If you want your task to span multiple threads use the API described above.


Ensuring Message Uniqueness
---------------------------

Serialized task identifiers should be used at most once.
For example, every time a remote operation is retried a new call to ``serialize_task_id()`` should be made to create a new identifier.
Otherwise there is a chance that you will end up with messages that have duplicate identification (i.e. two messages with matching ``task_uuid`` and ``task_level`` values), making it more difficult to trace causality.

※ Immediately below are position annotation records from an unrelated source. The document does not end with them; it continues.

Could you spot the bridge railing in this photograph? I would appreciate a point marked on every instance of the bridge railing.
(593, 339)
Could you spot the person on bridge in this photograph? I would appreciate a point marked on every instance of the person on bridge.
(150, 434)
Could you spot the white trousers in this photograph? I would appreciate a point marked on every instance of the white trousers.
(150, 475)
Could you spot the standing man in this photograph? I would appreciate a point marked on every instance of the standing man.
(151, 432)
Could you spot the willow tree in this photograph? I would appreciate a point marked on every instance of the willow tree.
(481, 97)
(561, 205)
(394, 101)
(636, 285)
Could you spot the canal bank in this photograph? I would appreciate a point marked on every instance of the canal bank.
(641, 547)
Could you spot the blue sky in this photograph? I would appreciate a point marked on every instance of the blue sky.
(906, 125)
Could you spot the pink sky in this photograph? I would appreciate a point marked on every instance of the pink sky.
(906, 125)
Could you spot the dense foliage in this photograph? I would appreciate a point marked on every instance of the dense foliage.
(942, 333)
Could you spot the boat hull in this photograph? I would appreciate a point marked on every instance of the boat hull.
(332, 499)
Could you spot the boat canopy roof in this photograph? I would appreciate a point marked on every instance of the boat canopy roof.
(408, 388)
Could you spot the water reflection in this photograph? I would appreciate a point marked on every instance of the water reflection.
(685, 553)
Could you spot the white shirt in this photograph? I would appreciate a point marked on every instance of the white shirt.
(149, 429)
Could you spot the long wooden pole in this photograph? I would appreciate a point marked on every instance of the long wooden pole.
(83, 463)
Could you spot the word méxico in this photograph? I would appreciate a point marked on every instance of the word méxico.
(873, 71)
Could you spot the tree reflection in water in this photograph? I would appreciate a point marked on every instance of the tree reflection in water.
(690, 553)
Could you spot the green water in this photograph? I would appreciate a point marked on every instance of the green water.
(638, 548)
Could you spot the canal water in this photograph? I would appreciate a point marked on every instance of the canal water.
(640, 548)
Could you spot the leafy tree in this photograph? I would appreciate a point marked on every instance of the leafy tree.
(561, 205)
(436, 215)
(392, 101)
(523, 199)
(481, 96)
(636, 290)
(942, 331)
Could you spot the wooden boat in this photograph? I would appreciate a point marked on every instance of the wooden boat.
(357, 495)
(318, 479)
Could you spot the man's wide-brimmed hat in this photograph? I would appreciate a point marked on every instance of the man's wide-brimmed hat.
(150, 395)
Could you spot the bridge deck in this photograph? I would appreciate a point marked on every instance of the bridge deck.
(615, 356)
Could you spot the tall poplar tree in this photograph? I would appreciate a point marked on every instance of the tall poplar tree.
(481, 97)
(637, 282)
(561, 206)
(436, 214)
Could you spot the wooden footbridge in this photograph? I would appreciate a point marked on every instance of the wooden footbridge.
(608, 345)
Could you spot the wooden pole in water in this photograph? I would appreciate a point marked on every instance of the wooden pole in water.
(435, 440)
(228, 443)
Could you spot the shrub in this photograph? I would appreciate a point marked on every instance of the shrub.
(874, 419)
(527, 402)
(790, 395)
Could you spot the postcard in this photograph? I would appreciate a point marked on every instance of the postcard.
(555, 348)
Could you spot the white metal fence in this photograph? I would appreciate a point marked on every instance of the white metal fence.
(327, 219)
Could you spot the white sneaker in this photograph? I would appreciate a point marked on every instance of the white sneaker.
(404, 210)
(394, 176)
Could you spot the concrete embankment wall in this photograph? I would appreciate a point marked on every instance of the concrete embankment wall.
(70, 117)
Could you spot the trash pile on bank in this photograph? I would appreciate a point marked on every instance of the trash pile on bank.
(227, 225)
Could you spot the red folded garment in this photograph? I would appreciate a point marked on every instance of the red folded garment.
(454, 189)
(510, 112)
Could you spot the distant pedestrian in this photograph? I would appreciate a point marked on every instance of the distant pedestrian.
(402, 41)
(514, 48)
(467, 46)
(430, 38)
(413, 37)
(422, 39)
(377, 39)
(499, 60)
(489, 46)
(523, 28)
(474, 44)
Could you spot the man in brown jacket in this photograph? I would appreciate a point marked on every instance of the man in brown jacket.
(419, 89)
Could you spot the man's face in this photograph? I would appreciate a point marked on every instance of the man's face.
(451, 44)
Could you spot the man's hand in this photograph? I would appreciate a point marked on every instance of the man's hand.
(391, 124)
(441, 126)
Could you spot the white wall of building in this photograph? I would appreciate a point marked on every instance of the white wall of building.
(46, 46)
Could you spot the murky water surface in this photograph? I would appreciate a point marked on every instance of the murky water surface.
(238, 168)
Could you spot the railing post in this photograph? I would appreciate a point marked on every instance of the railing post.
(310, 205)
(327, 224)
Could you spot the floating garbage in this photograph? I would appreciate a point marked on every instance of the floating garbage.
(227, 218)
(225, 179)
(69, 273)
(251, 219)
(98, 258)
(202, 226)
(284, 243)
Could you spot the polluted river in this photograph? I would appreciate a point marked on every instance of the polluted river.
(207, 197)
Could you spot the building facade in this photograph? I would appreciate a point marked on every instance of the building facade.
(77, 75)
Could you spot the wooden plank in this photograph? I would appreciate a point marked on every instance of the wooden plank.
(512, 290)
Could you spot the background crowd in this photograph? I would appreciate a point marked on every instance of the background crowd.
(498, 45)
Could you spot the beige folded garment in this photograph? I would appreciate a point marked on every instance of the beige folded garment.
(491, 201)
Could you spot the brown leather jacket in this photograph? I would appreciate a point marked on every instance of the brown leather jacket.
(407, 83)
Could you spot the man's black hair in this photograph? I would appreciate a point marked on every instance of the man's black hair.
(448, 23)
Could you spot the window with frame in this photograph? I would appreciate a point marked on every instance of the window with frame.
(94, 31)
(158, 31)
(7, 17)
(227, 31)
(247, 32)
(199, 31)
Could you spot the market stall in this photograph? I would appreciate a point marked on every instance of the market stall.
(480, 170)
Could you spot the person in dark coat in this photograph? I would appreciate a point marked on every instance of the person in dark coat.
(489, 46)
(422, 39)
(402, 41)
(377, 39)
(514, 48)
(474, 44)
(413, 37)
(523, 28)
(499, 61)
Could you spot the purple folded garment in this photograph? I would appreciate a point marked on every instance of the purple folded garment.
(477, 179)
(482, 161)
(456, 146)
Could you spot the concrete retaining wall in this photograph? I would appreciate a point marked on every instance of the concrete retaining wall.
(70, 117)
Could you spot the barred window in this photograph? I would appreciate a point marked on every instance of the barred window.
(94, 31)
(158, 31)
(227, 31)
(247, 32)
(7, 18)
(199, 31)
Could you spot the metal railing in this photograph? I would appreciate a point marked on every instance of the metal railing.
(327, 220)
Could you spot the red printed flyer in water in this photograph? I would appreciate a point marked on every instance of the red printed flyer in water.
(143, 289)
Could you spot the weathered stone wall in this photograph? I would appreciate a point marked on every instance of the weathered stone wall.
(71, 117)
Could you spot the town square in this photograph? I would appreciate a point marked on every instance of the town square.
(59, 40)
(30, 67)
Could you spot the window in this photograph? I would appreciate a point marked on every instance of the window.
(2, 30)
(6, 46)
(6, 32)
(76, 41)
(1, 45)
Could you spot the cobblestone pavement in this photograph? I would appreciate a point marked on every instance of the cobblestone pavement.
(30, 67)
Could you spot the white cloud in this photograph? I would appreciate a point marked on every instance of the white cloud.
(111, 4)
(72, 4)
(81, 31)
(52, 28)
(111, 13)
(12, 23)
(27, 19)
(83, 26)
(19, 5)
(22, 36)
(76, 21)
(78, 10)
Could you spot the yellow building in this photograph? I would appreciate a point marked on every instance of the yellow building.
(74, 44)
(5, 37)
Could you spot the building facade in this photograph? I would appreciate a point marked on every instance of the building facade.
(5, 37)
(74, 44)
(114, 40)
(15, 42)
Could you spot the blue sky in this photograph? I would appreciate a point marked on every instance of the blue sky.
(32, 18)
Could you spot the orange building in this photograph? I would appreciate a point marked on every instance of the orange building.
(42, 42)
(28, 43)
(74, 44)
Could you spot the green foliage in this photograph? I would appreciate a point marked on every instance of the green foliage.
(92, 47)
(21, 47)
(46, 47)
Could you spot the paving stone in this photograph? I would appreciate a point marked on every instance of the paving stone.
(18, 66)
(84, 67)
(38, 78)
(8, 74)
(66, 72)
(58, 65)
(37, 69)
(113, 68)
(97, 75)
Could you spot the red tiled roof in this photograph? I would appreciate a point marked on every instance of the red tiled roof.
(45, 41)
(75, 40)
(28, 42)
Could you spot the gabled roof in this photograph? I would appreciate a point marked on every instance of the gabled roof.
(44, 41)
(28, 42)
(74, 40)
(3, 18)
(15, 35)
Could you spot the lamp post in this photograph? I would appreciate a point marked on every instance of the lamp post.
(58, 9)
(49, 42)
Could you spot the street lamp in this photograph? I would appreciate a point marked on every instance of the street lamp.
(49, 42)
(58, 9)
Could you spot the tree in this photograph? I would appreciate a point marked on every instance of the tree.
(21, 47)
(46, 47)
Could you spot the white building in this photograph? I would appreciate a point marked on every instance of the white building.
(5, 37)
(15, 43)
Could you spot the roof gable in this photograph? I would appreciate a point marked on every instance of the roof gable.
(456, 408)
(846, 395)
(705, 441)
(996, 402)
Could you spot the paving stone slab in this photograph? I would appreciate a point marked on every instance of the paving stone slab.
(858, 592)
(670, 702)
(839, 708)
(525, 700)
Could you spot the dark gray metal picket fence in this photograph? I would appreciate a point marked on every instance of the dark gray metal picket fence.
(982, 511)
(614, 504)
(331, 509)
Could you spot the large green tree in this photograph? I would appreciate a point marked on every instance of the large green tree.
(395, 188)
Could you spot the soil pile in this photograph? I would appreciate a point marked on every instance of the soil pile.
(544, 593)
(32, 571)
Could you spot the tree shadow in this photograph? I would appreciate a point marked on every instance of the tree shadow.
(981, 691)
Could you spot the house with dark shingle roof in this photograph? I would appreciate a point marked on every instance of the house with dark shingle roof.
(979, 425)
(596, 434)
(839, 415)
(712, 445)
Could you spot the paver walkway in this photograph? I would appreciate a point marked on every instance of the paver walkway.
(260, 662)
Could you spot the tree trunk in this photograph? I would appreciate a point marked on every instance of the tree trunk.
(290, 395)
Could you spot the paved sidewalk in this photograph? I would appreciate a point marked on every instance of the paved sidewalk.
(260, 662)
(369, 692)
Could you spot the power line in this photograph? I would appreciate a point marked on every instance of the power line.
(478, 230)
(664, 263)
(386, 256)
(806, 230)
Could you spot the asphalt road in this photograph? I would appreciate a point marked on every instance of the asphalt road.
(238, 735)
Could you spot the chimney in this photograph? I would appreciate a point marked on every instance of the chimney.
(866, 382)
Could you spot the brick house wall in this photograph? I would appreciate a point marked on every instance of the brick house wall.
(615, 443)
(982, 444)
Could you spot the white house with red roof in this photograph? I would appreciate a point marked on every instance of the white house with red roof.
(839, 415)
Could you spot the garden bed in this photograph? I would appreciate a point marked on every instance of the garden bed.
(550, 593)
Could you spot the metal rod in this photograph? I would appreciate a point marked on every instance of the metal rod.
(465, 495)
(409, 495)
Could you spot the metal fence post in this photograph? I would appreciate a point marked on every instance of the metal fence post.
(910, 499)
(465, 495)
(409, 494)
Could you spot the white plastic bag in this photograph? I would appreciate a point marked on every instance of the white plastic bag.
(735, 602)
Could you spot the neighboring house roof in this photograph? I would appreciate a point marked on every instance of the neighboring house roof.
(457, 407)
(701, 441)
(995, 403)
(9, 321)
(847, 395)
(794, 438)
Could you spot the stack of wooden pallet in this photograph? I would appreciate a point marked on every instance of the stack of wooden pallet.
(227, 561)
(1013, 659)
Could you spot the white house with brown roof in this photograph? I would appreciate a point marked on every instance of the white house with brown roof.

If this is not possible you may wish to start a new Eliot task upon receiving a remote request, while still making sure to log the serialized remote task identifier.
The inclusion of the remote task identifier will allow manual or automated reconstruction of the cross-process relationship between the original and new tasks.

Another alternative in some cases is to rely on unique process or thread identity to distinguish between the log messages.
For example if the same serialized task identifier is sent to multiple processes, log messages within the task can still have a unique identity if a process identifier is included with each message.


Logging Output for Multiple Processes
-------------------------------------

If logs are being combined from multiple processes an identifier indicating the originating process should be included in log messages.
This can be done a number of ways, e.g.:

* Have your destination add another field to the output.
* Rely on Logstash, or whatever your logging pipeline tool is, to add a field when shipping the logs to your centralized log store.